俺は、鞄を放り投げ、靴下を脱ぎ、ジャケットを脱ぎ、ネクタイを外しながら歩いていく。


葉月は、それを拾いながらついてきた。


「お水いれる?」


「ビール飲むんだ」


冷蔵庫から、ビールを取り出した。


グビグビとビールを飲む。


葉月は、隣に立った。


俺は、葉月を引き寄せて抱き締めた。


「どうしたの?」


「俺だって赤ちゃん欲しいよ!すげー、欲しい」


「うん」


「葉月の赤ちゃん、絶対可愛いし愛せる自信あるから」


「うん」


「なのに、何でかな?」


「わからない」


「俺、量もちゃんとあるしいけてると思うんだよ。

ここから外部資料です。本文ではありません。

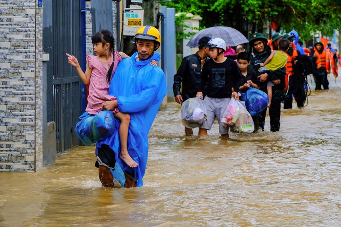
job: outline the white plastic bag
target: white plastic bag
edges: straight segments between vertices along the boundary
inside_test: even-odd
[[[204,101],[199,98],[191,98],[181,105],[182,124],[188,128],[194,128],[202,124],[207,118]]]
[[[251,133],[255,130],[251,115],[245,107],[245,102],[231,99],[223,114],[221,122],[234,132]]]

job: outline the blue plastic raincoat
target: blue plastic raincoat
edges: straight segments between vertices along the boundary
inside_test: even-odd
[[[301,47],[301,46],[298,45],[298,40],[299,39],[298,37],[298,33],[295,30],[293,30],[290,32],[289,32],[289,33],[292,34],[295,36],[295,39],[294,41],[294,43],[295,45],[296,45],[296,49],[297,50],[298,52],[299,53],[299,54],[301,55],[305,55],[305,53],[304,53],[304,49],[303,48],[303,47]]]
[[[118,64],[110,84],[109,94],[117,98],[120,111],[130,116],[128,148],[130,156],[138,165],[130,168],[119,156],[120,122],[117,119],[115,119],[114,133],[98,143],[97,147],[107,144],[115,152],[117,163],[112,173],[122,186],[125,182],[123,170],[132,174],[137,180],[137,186],[140,187],[143,185],[142,178],[148,156],[148,133],[166,94],[167,87],[165,73],[159,67],[150,64],[153,60],[161,59],[160,54],[155,53],[149,59],[139,62],[136,61],[137,56],[135,53],[131,58],[124,59]]]

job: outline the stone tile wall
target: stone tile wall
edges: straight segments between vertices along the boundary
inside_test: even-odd
[[[43,163],[42,9],[36,0],[0,3],[0,171],[35,171]]]

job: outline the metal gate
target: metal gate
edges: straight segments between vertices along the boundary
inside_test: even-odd
[[[59,153],[80,144],[74,127],[82,114],[81,81],[68,63],[65,53],[75,56],[80,63],[84,60],[81,58],[81,1],[45,0],[43,7],[43,48],[50,54],[47,120],[56,123]]]

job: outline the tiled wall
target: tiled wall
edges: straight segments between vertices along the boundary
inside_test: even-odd
[[[0,1],[0,171],[35,171],[43,165],[42,8]]]
[[[0,0],[0,171],[43,166],[43,8],[38,1]],[[86,52],[92,55],[91,16],[86,13]]]

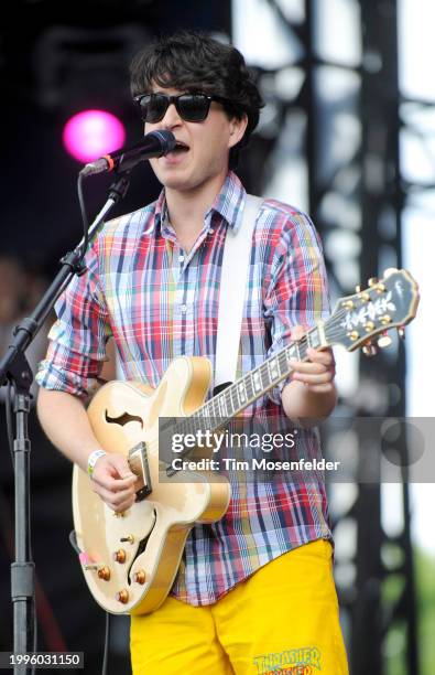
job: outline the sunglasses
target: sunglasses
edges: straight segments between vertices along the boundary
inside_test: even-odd
[[[206,94],[180,94],[167,96],[166,94],[141,94],[134,97],[141,110],[143,121],[155,124],[161,121],[171,104],[184,121],[204,121],[210,109],[213,100],[224,103],[220,96],[207,96]]]

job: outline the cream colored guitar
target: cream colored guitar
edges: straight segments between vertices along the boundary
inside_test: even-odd
[[[418,292],[405,270],[389,270],[381,281],[338,301],[325,322],[305,336],[204,403],[211,366],[207,358],[172,362],[159,387],[111,382],[94,397],[88,416],[108,452],[122,452],[139,476],[138,501],[115,514],[91,490],[89,476],[77,467],[73,476],[73,508],[81,568],[97,602],[115,614],[145,614],[166,598],[178,569],[184,544],[195,523],[222,517],[230,500],[227,480],[206,471],[174,471],[159,453],[159,419],[230,420],[286,377],[290,360],[306,358],[309,346],[341,344],[348,351],[372,349],[372,339],[415,317]],[[387,336],[380,341],[385,343]],[[180,422],[178,422],[180,424]],[[208,422],[209,424],[209,422]],[[172,432],[185,430],[182,425]],[[216,430],[216,429],[215,429]],[[177,457],[188,456],[184,450]]]

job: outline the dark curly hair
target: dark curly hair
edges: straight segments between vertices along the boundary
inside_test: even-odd
[[[148,94],[154,84],[165,88],[221,96],[229,118],[248,117],[243,138],[230,150],[229,167],[237,167],[240,149],[248,144],[258,125],[260,93],[243,56],[232,45],[222,44],[194,31],[165,35],[139,52],[130,66],[131,93]]]

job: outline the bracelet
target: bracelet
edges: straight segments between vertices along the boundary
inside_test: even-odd
[[[90,478],[94,475],[94,468],[100,457],[107,454],[106,450],[94,450],[88,457],[88,474]]]

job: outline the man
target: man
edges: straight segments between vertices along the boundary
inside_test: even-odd
[[[113,336],[123,374],[157,386],[175,356],[215,364],[219,280],[228,228],[246,193],[229,167],[258,124],[261,99],[241,54],[191,32],[163,38],[132,64],[144,132],[171,130],[177,147],[151,160],[159,200],[109,223],[87,272],[57,306],[41,365],[41,422],[115,511],[130,508],[126,459],[102,453],[83,400]],[[246,285],[244,278],[235,282]],[[265,200],[252,237],[241,328],[241,371],[301,336],[328,309],[318,237],[297,210]],[[336,403],[329,351],[308,352],[292,377],[248,415],[322,418]],[[72,432],[72,430],[74,430]],[[309,451],[315,435],[303,436]],[[134,673],[347,673],[331,576],[331,535],[322,482],[278,474],[235,483],[227,514],[196,525],[172,591],[154,613],[132,618]],[[304,669],[305,668],[305,669]]]

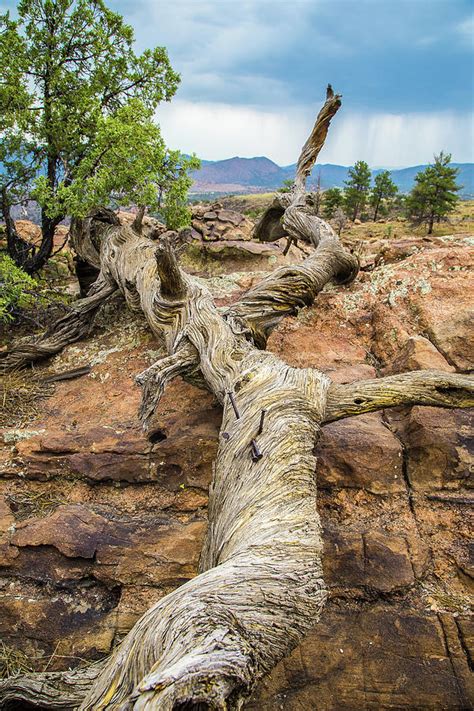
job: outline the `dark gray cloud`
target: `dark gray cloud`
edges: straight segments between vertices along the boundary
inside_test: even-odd
[[[470,0],[115,0],[141,47],[162,44],[183,100],[276,108],[472,109]]]

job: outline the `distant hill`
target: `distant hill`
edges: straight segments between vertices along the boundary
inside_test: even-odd
[[[474,198],[474,163],[452,163],[459,168],[458,182],[463,186],[461,197]],[[413,186],[415,175],[426,165],[392,170],[392,179],[401,192],[408,192]],[[279,166],[269,158],[228,158],[227,160],[203,161],[200,170],[193,173],[193,193],[242,193],[263,192],[278,188],[285,180],[294,178],[296,164]],[[310,177],[310,184],[316,185],[321,175],[321,187],[343,187],[349,168],[342,165],[323,163],[316,165]],[[372,178],[382,169],[372,171]]]

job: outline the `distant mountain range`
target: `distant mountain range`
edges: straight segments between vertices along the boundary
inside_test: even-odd
[[[461,197],[474,198],[474,163],[452,163],[452,165],[459,168],[458,183],[463,186]],[[408,192],[413,187],[415,175],[425,168],[426,165],[415,165],[390,172],[398,189],[401,192]],[[265,192],[280,187],[285,180],[292,180],[295,170],[296,163],[282,167],[264,156],[204,160],[200,170],[193,172],[194,184],[191,192],[194,194]],[[320,174],[322,189],[343,187],[348,170],[349,168],[343,165],[317,164],[311,174],[309,185],[316,186]],[[373,170],[372,178],[382,170],[383,168]]]

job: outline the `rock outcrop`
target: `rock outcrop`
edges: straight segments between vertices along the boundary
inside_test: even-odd
[[[236,214],[195,210],[193,242],[259,246]],[[269,348],[340,383],[472,368],[469,241],[392,247],[353,285],[327,288],[283,322]],[[252,279],[210,285],[228,303]],[[37,669],[107,654],[196,573],[221,413],[177,380],[152,441],[144,437],[133,378],[158,347],[140,317],[114,304],[87,340],[39,369],[74,362],[91,373],[58,383],[34,420],[1,431],[0,635]],[[421,407],[325,427],[316,476],[330,600],[249,710],[470,707],[469,434],[466,412]]]

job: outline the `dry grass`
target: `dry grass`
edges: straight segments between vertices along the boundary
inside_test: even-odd
[[[31,658],[0,640],[0,679],[28,674],[33,670]]]
[[[15,518],[19,521],[32,516],[47,516],[61,504],[67,503],[67,496],[60,496],[54,491],[10,492],[6,495],[6,499]]]
[[[39,401],[54,392],[28,370],[13,370],[0,376],[0,427],[18,427],[38,412]]]

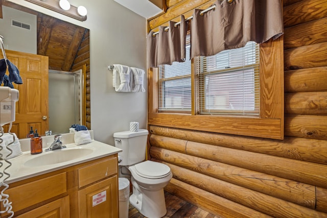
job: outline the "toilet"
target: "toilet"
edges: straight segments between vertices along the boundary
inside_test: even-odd
[[[159,218],[167,213],[164,188],[173,177],[166,164],[145,159],[149,132],[139,129],[113,134],[116,147],[123,150],[119,153],[122,161],[118,164],[130,172],[133,193],[129,202],[143,215]]]

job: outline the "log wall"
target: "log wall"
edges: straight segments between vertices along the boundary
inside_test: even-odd
[[[327,2],[284,0],[284,140],[149,127],[166,190],[219,217],[327,217]]]
[[[72,71],[74,69],[80,69],[82,66],[85,65],[86,67],[86,80],[85,80],[85,113],[86,122],[85,126],[88,129],[91,129],[91,95],[90,92],[90,31],[87,30],[84,33],[83,39],[79,46],[78,52],[74,60],[72,67]]]

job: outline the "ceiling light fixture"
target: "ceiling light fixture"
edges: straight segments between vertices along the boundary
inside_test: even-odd
[[[86,16],[87,14],[87,10],[85,7],[80,6],[77,8],[77,12],[81,16]]]
[[[71,9],[71,4],[67,0],[59,1],[59,6],[65,11],[68,11]]]
[[[25,0],[78,20],[86,20],[87,10],[84,6],[78,8],[71,5],[68,0]]]

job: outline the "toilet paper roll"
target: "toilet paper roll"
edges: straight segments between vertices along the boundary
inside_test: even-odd
[[[138,132],[138,122],[130,122],[129,123],[129,131]]]

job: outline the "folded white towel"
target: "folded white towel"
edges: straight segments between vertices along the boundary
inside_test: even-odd
[[[88,130],[81,130],[75,133],[74,139],[77,146],[92,142],[91,135]]]
[[[12,134],[13,136],[9,133],[5,133],[1,137],[3,141],[0,143],[0,147],[2,147],[2,150],[0,151],[0,153],[3,155],[2,159],[12,158],[22,154],[18,138],[15,133]],[[12,151],[12,153],[8,157],[7,156],[10,153],[10,151],[7,149],[7,146]]]
[[[121,64],[113,65],[113,79],[114,89],[118,92],[130,92],[131,68]]]
[[[133,85],[132,86],[132,91],[145,92],[145,89],[143,86],[143,81],[144,77],[144,70],[135,67],[131,67],[131,70],[134,76]]]

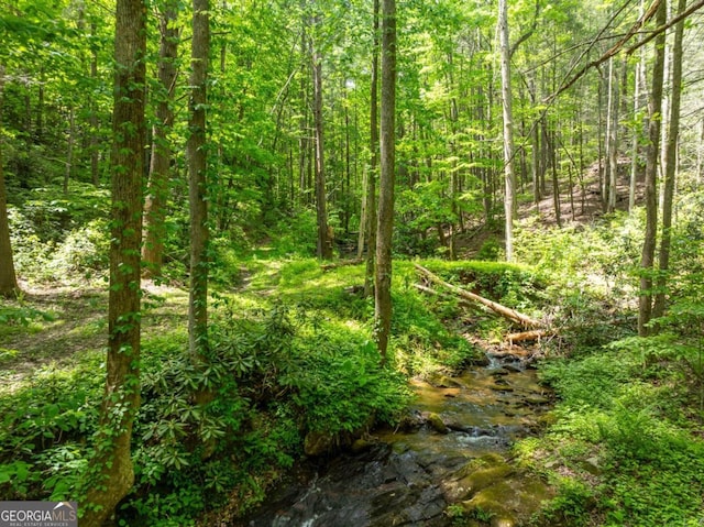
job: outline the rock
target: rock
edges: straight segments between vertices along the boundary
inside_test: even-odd
[[[365,450],[370,450],[373,446],[373,441],[367,441],[366,439],[356,439],[350,448],[352,449],[352,452],[360,453],[364,452]]]
[[[336,438],[326,432],[310,431],[304,439],[304,452],[311,458],[330,453],[334,448]]]
[[[436,388],[461,388],[462,387],[461,382],[438,372],[433,372],[429,374],[427,381],[428,381],[428,384],[435,386]]]
[[[540,405],[547,405],[548,403],[550,403],[550,399],[543,395],[527,395],[524,400],[526,402],[526,404],[528,405],[532,405],[532,406],[540,406]]]
[[[516,520],[514,518],[503,518],[494,516],[492,518],[492,527],[515,527]]]
[[[522,364],[516,362],[504,364],[504,369],[513,373],[521,373],[525,370]]]
[[[428,425],[438,433],[450,433],[447,425],[438,414],[428,414]]]
[[[475,366],[482,366],[482,367],[486,367],[491,363],[492,361],[485,354],[481,354],[480,356],[477,356],[476,359],[472,359],[471,361],[471,364],[474,364]]]
[[[601,475],[602,473],[602,465],[596,455],[592,455],[591,458],[585,459],[584,461],[582,461],[581,465],[582,469],[584,469],[592,475]]]
[[[513,392],[514,391],[514,388],[512,388],[510,386],[505,386],[505,385],[490,386],[490,389],[493,389],[494,392]]]

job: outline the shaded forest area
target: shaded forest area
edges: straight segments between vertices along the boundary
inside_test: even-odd
[[[0,1],[0,499],[239,525],[490,352],[447,525],[701,525],[703,6]]]

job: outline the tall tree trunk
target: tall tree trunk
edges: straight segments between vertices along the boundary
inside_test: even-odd
[[[640,14],[642,18],[645,12],[644,0],[640,0]],[[639,168],[639,154],[640,154],[640,134],[642,133],[642,123],[638,122],[638,117],[640,112],[640,99],[641,99],[641,89],[645,83],[645,69],[646,69],[646,50],[641,47],[638,58],[638,64],[636,64],[635,79],[634,79],[634,136],[632,136],[632,145],[631,145],[631,160],[630,160],[630,182],[628,185],[628,212],[632,212],[636,207],[636,186],[638,183],[638,168]]]
[[[686,0],[678,1],[678,14],[686,9]],[[675,173],[678,164],[678,140],[680,135],[680,102],[682,92],[682,37],[684,34],[684,20],[678,22],[674,28],[674,42],[672,44],[672,95],[670,96],[670,119],[668,122],[668,138],[666,147],[664,184],[662,198],[662,239],[660,240],[660,253],[658,254],[658,274],[656,298],[652,306],[652,318],[662,317],[666,304],[667,273],[670,270],[670,245],[672,243],[672,201],[674,198]]]
[[[554,207],[554,222],[558,227],[562,227],[562,206],[560,205],[560,179],[558,177],[558,147],[556,145],[557,132],[552,132],[550,143],[550,152],[552,154],[550,165],[552,165],[552,204]]]
[[[656,13],[656,25],[667,21],[667,0],[661,0]],[[640,293],[638,297],[638,334],[647,336],[652,317],[652,271],[658,233],[658,154],[660,152],[660,111],[664,69],[664,32],[656,37],[656,58],[652,66],[652,88],[648,101],[648,150],[646,157],[646,232],[640,255]]]
[[[374,0],[372,78],[370,86],[370,169],[366,176],[366,272],[364,296],[374,293],[374,256],[376,252],[376,173],[378,168],[378,10],[380,0]]]
[[[140,406],[140,244],[145,120],[146,7],[118,0],[112,114],[110,293],[106,391],[88,466],[81,527],[100,527],[134,482],[132,425]]]
[[[95,37],[98,30],[96,22],[90,23],[90,36]],[[90,117],[88,123],[90,124],[90,178],[92,184],[98,186],[100,184],[100,174],[98,172],[98,162],[100,160],[100,146],[98,145],[98,110],[96,108],[96,86],[98,83],[98,48],[91,46],[90,51],[90,79],[94,83],[94,92],[90,97]]]
[[[144,202],[144,244],[142,261],[144,276],[161,276],[164,263],[166,229],[166,198],[172,162],[169,134],[174,125],[173,99],[176,85],[179,30],[175,26],[178,1],[169,0],[160,15],[158,89],[156,92],[156,122],[152,129],[152,158],[150,183]]]
[[[208,354],[208,152],[206,106],[208,103],[208,55],[210,51],[209,0],[193,0],[193,40],[190,51],[190,98],[188,102],[188,196],[190,204],[190,295],[188,303],[188,340],[191,361],[207,362]],[[211,394],[196,392],[198,404]]]
[[[502,108],[504,114],[504,215],[506,216],[506,261],[514,260],[514,216],[516,174],[514,173],[514,112],[510,92],[510,45],[508,42],[508,3],[498,0],[498,35],[502,56]]]
[[[385,363],[392,327],[392,238],[394,233],[394,185],[396,179],[396,0],[382,1],[381,102],[381,177],[374,315],[376,344],[382,363]]]
[[[2,95],[4,90],[4,65],[0,64],[0,296],[14,297],[20,288],[14,273],[12,244],[10,243],[10,224],[8,221],[8,191],[4,186],[2,171]]]
[[[314,25],[320,25],[315,17]],[[332,257],[332,240],[328,235],[328,210],[326,204],[326,169],[322,124],[322,56],[318,43],[311,40],[314,121],[316,127],[316,213],[318,218],[318,257]]]
[[[618,185],[618,110],[619,106],[619,86],[617,81],[617,72],[614,70],[614,58],[608,61],[608,197],[606,201],[606,211],[616,210],[616,187]]]

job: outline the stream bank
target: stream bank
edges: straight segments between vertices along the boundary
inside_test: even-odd
[[[418,397],[398,429],[376,430],[331,461],[302,463],[233,525],[521,525],[551,490],[510,463],[509,447],[536,433],[550,394],[521,359],[487,356],[486,366],[457,376],[414,381]]]

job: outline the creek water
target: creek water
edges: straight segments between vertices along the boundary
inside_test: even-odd
[[[403,430],[376,430],[356,453],[301,464],[237,525],[444,527],[461,507],[474,525],[512,527],[550,496],[509,460],[512,442],[535,432],[550,403],[520,359],[490,356],[488,365],[413,387]]]

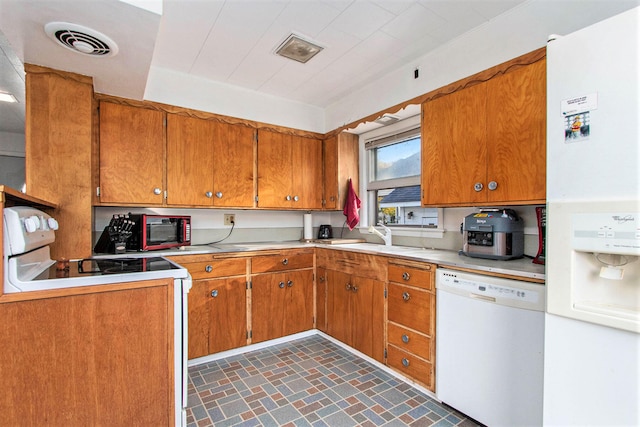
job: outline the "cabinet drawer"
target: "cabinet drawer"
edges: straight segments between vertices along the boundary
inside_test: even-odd
[[[387,365],[433,390],[433,364],[426,360],[390,345],[387,348]]]
[[[217,259],[180,265],[189,270],[189,274],[194,280],[247,274],[247,260],[245,258]]]
[[[425,290],[389,283],[388,317],[425,334],[431,333],[435,296]]]
[[[432,291],[434,270],[431,264],[425,264],[424,268],[416,268],[389,263],[389,281]]]
[[[258,255],[251,258],[252,273],[297,270],[313,268],[313,252],[286,251],[272,255]]]
[[[394,323],[387,323],[387,339],[389,344],[426,360],[431,357],[431,337],[403,328]]]

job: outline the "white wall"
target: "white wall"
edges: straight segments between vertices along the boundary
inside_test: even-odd
[[[145,99],[325,133],[545,46],[638,0],[528,0],[326,108],[151,67]],[[413,71],[420,68],[420,77]]]
[[[571,33],[638,3],[529,0],[329,106],[325,129],[336,129],[544,47],[550,34]],[[420,68],[418,79],[413,78],[416,67]]]

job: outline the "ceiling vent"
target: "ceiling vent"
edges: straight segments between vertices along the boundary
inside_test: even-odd
[[[98,31],[68,22],[49,22],[44,31],[63,47],[83,55],[108,57],[118,53],[118,45]]]
[[[278,46],[276,49],[276,55],[305,64],[311,58],[320,53],[322,49],[324,49],[322,46],[311,43],[296,34],[291,34],[284,42],[282,42],[282,44],[280,44],[280,46]]]

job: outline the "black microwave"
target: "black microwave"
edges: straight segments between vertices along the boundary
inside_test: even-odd
[[[128,214],[132,222],[126,239],[127,251],[153,251],[191,245],[191,217],[188,215]],[[119,253],[109,235],[109,227],[94,247],[96,253]]]

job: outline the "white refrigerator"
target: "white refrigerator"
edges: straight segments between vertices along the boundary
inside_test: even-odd
[[[640,425],[639,17],[547,45],[548,426]]]

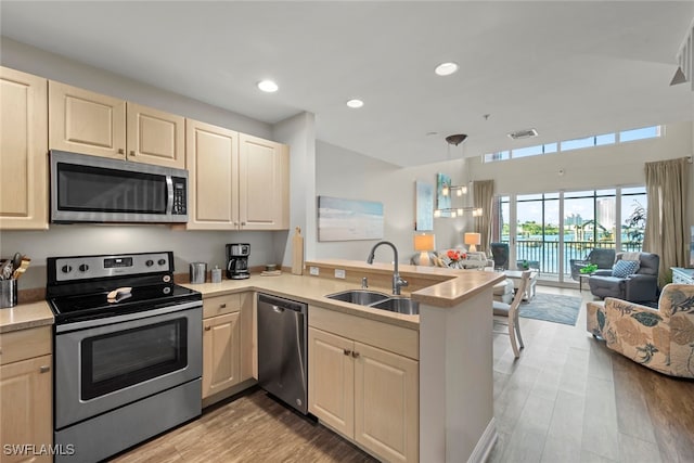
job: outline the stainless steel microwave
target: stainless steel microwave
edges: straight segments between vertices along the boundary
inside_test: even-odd
[[[51,222],[184,223],[188,170],[50,151]]]

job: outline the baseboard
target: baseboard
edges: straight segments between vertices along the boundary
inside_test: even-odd
[[[499,435],[497,434],[497,422],[492,416],[487,425],[487,428],[481,434],[481,437],[477,441],[477,445],[473,449],[473,452],[470,454],[467,459],[467,463],[484,463],[489,458],[489,452],[494,447],[497,442],[497,438]]]

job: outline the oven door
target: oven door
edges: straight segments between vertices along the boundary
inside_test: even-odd
[[[202,319],[194,301],[56,326],[55,428],[200,378]]]

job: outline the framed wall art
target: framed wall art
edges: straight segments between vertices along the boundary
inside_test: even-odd
[[[383,203],[318,196],[318,241],[383,239]]]

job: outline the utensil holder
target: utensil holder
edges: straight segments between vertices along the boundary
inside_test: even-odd
[[[191,284],[205,283],[207,278],[207,263],[191,262]]]
[[[0,309],[9,309],[17,305],[17,281],[0,280]]]

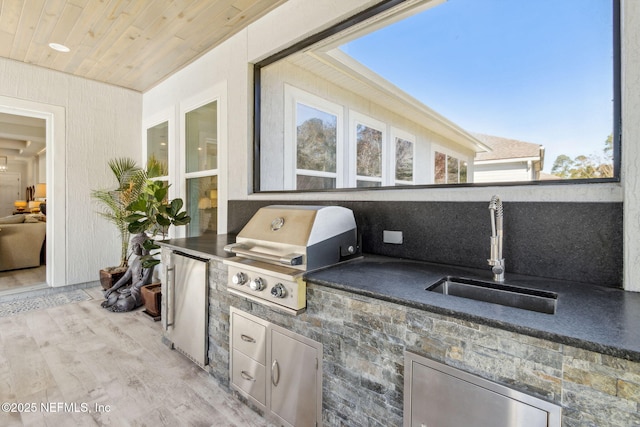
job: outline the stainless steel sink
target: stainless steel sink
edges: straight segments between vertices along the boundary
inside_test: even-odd
[[[443,277],[427,288],[443,295],[555,314],[558,294],[462,277]]]

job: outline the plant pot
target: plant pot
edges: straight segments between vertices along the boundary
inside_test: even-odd
[[[151,283],[140,288],[142,302],[147,313],[152,317],[160,316],[160,304],[162,303],[162,285]]]
[[[105,291],[111,289],[126,272],[127,267],[107,267],[100,270],[100,284],[102,288]]]

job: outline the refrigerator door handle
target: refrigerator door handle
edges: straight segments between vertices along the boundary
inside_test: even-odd
[[[171,273],[171,274],[169,274]],[[165,330],[169,330],[169,326],[173,326],[175,321],[175,266],[167,266],[164,277],[167,280],[167,326]]]

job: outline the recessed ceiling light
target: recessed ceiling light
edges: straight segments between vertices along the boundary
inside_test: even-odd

だからさ、葉月の卵子が腐ってんじゃないの?老化してんだろ?」


酷い事言ったと思った。


葉月は、俺から離れた。


「は」


「ごめんね、お腹痛いから、先に寝るね」


「葉月」


そう言って、葉月はいなくなった。


最低だってわかってた。


言った瞬間に、わかってたんだ。


俺は、ビールを飲み干した。


自分が、絶対大丈夫なんか言い切れないくせに…。


検査だってしてないくせに…。


それでも、葉月のせいにした。


集まりで、傷ついたからって葉月に酷い事を言っていい理由にはならなかった。


俺は、救急箱からお腹の痛み止めとペットボトルの水をとって、寝室に行った。


寝室に入ると葉月が泣いていた。


「うっっ、ヒックヒック」


葉月は、めちゃくちゃ号泣するとしゃくりをするんだ。


「あー、うう、ヒック」


口を押さえて一生懸命耐えて泣いてる。